Счастливо улыбнулся ему Билли Музыка.

— Не обходился б? — переспросил он, склонив голову набок.

— Не обходился, — подтвердил Патси, — не то я бы тебе череп лопатой проломил.

— Будь ты среди моих работяг, — миролюбиво ответил ему собеседник его, — ты б смирен был, словно котенок, ползал бы вокруг меня с шапкою в руке, вскинув взор, будто подыхающая утка, и приговаривал «Да, сэр» и «Нет, сэр», как все прочие трудяги, из кого я выколачивал начинку вот этими кулаками и чей дух ломал трудом и голодом.
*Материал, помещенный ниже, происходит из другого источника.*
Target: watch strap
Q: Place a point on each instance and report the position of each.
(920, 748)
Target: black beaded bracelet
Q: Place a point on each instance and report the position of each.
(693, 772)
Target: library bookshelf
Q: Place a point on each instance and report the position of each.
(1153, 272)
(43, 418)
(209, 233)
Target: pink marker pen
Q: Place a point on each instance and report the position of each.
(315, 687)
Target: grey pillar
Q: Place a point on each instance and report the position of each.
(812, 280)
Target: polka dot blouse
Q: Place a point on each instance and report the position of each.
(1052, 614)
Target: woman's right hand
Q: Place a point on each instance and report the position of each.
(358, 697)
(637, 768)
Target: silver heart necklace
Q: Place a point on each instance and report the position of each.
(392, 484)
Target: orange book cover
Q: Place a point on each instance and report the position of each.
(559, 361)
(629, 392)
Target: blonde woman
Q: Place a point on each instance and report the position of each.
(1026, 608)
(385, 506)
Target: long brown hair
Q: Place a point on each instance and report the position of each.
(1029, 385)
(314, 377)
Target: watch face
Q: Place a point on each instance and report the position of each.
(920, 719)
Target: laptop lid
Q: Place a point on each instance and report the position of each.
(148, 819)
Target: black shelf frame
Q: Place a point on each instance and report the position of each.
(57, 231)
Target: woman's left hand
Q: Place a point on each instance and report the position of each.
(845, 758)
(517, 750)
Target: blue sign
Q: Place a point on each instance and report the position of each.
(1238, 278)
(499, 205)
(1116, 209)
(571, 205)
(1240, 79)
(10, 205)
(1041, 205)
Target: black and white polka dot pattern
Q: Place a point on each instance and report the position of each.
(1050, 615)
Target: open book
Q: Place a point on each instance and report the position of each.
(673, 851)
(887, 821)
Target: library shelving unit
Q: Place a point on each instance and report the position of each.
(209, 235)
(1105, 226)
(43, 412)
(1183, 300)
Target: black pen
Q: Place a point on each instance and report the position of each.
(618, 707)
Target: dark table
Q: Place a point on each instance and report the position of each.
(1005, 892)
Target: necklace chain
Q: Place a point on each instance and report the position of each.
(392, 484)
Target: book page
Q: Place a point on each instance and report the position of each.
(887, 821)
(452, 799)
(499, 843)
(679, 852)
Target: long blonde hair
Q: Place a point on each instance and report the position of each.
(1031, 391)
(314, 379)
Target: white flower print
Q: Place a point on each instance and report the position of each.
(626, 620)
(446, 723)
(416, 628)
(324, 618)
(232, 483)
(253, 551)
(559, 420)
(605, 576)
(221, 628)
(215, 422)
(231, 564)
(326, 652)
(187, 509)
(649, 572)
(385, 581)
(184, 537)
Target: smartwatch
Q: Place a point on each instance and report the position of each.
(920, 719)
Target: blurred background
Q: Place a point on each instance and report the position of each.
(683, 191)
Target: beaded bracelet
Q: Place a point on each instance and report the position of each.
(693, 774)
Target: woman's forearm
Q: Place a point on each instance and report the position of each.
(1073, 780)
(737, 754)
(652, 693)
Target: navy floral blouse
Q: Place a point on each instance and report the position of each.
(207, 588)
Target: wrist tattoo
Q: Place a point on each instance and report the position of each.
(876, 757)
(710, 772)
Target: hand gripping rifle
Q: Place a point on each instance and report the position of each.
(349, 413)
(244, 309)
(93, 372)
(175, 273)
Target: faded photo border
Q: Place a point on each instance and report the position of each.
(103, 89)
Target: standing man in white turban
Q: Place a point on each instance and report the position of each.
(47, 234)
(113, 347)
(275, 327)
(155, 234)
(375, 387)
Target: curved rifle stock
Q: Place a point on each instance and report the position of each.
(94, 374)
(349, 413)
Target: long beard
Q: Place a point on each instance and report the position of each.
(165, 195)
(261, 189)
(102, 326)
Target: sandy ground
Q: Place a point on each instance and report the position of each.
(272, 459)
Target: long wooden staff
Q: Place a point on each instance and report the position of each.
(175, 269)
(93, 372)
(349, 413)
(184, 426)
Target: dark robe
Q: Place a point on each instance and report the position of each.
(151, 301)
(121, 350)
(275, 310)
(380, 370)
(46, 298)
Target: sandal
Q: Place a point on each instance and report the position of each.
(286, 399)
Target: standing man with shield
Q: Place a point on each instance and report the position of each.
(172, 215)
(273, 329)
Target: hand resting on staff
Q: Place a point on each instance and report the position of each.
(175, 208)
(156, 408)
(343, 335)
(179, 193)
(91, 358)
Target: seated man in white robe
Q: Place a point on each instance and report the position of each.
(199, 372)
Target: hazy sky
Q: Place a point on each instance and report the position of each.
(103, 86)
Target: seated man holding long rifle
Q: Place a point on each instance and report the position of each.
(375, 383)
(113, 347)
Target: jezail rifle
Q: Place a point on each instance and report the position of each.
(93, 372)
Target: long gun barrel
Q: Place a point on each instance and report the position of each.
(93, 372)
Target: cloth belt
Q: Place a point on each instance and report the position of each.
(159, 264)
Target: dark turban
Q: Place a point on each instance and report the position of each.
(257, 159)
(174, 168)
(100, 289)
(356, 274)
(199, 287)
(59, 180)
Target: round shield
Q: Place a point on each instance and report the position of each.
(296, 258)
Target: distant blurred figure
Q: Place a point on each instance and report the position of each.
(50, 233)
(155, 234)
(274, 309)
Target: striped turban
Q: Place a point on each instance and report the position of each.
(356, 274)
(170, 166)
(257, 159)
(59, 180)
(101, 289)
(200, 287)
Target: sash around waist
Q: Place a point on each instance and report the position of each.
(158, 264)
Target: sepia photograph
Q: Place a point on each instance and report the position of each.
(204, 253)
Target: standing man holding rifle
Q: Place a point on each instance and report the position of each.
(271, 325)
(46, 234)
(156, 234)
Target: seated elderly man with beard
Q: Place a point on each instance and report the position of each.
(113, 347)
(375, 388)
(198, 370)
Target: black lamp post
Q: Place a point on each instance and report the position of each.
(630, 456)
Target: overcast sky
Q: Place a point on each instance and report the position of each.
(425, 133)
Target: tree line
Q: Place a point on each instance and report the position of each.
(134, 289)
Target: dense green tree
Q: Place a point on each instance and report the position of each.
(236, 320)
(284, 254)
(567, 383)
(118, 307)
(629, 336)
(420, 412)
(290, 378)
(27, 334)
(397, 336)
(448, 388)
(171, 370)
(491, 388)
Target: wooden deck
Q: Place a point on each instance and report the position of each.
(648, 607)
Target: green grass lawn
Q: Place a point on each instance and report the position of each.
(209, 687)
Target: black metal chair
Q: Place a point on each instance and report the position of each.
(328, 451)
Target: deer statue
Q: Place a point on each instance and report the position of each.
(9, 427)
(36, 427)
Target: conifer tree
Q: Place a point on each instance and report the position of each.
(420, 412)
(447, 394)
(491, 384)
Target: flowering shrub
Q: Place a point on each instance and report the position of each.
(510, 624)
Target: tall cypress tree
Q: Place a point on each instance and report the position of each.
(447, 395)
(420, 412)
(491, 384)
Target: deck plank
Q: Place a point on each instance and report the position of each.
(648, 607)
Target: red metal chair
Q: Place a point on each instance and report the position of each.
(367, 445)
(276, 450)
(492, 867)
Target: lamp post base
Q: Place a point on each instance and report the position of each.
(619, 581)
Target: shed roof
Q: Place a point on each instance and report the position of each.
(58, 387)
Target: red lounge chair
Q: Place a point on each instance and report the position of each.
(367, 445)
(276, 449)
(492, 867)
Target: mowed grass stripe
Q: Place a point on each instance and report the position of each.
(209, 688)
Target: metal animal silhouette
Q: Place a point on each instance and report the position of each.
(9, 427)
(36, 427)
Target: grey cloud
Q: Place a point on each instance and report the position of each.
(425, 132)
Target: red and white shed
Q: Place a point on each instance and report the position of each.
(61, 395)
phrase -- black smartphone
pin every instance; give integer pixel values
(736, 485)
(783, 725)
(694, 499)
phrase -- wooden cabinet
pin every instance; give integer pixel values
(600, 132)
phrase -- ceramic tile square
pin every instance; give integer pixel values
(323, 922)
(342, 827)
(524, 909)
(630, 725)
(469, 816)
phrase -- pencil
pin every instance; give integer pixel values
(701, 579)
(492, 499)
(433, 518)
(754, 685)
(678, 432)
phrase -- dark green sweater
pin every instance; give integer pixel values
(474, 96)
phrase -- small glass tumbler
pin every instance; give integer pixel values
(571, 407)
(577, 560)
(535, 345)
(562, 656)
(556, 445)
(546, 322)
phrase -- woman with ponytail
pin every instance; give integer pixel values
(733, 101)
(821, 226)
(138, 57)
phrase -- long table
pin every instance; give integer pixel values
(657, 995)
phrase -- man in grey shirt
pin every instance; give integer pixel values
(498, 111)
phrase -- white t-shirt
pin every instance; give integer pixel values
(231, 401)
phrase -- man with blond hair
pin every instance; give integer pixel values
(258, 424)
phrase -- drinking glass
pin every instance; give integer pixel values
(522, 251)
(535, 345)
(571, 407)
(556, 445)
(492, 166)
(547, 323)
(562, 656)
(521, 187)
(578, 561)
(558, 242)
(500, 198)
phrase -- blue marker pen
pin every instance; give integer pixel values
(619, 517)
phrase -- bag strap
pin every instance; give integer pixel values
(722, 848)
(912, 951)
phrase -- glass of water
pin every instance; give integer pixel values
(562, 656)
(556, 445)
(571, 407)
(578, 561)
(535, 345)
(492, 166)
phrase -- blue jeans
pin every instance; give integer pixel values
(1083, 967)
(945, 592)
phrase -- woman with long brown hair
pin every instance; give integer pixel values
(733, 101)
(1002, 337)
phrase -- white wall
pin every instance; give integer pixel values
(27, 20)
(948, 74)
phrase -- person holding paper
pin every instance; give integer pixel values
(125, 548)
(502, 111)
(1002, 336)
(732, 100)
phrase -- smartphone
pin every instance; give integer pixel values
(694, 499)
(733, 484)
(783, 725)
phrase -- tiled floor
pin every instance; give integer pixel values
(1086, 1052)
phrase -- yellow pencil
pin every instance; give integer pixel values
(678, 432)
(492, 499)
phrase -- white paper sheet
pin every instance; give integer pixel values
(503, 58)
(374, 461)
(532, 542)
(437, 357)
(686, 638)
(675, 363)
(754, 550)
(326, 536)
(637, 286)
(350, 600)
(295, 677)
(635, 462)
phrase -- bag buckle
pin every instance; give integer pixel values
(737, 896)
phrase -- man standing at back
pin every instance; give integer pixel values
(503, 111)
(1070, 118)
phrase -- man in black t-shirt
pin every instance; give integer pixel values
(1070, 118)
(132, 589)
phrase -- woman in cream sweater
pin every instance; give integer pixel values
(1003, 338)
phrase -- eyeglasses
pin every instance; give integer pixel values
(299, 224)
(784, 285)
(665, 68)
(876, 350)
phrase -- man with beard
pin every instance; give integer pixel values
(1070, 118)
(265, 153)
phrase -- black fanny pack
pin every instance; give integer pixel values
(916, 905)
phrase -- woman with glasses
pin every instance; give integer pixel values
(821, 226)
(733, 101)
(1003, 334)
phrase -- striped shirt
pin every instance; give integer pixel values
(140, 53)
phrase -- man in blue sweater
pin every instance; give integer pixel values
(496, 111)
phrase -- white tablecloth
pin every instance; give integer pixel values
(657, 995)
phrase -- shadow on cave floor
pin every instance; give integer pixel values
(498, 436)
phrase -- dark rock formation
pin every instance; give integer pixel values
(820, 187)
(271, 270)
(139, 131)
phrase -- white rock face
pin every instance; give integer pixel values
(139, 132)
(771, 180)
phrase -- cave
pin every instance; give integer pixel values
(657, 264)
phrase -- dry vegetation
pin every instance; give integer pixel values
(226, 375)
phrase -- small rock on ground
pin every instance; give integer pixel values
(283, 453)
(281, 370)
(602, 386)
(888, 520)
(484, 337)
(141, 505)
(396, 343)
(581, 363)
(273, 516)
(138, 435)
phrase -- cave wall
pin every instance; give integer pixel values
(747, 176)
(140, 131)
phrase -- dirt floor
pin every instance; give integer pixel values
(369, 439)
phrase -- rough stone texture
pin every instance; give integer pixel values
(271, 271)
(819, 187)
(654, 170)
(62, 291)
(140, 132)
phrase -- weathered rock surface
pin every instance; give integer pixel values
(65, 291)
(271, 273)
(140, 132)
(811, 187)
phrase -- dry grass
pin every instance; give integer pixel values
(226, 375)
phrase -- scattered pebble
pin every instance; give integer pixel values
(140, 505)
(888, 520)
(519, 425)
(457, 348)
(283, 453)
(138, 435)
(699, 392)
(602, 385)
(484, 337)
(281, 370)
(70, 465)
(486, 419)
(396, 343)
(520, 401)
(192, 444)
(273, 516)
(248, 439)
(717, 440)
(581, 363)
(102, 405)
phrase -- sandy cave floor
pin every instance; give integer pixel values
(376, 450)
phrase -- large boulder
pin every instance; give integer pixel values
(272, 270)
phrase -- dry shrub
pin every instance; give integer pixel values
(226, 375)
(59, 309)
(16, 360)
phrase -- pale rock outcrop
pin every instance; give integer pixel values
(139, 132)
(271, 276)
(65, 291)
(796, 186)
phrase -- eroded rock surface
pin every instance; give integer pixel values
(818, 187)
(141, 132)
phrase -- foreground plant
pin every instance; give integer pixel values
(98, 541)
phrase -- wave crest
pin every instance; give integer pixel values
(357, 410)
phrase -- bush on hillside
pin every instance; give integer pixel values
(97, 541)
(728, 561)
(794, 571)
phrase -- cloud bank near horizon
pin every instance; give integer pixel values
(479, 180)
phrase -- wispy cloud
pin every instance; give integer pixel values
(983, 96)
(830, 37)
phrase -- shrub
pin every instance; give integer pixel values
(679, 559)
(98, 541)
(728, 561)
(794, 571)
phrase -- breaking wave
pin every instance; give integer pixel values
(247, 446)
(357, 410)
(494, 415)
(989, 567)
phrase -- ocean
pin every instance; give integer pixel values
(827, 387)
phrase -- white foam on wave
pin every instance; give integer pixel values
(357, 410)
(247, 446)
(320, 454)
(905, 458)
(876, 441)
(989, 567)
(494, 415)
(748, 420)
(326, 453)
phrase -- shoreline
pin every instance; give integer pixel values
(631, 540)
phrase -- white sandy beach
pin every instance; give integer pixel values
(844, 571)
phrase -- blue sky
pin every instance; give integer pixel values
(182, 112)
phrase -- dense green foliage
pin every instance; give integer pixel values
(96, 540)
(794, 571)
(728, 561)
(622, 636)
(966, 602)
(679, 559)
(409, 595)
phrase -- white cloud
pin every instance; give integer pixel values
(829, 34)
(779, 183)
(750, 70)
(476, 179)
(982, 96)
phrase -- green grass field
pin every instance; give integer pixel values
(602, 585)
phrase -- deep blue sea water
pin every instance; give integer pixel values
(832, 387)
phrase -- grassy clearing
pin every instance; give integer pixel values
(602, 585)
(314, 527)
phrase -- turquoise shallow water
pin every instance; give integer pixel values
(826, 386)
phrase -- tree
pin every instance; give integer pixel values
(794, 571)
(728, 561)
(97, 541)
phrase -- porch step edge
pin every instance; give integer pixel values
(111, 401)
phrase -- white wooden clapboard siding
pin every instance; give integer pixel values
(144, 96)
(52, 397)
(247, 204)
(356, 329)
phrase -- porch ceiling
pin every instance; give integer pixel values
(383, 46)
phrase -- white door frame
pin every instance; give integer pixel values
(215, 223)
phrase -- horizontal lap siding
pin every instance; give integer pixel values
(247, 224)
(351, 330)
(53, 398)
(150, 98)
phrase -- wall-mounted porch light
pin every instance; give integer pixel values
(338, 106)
Не болтай сейчас, бо не ведаешь ты о таком, пусть и удалось тебе стибрить у меня наседку, когда я был занят.

— И пару славных сапог, — победно добавил Патси.

— Желаешь дослушать рассказ?

— Желаю, — ответил Патси, — и беру назад свои слова насчет табака: вот тебе добавка для трубки.

— Благодарю покорно, — отозвался Билли.

Вытряс из трубки пепел, набил ее и продолжил рассказ:

— Среди всего этого случилось со мною чудесное.

— Самое то — начинать с такого, — одобрительно молвил Патси. — Хороший ты рассказчик, мистер.

— Дело не столько в этом, — отозвался Билли, — сколько в том, что рассказ хорош — чудесен рассказ.

— Картошка почти готова, Мэри а гра?

— Совсем скоро будет.

— Попридержи рассказ ненадолго, пока поедим картоху и по чуточке кроликов, бо, скажу тебе, обмяк я от голода.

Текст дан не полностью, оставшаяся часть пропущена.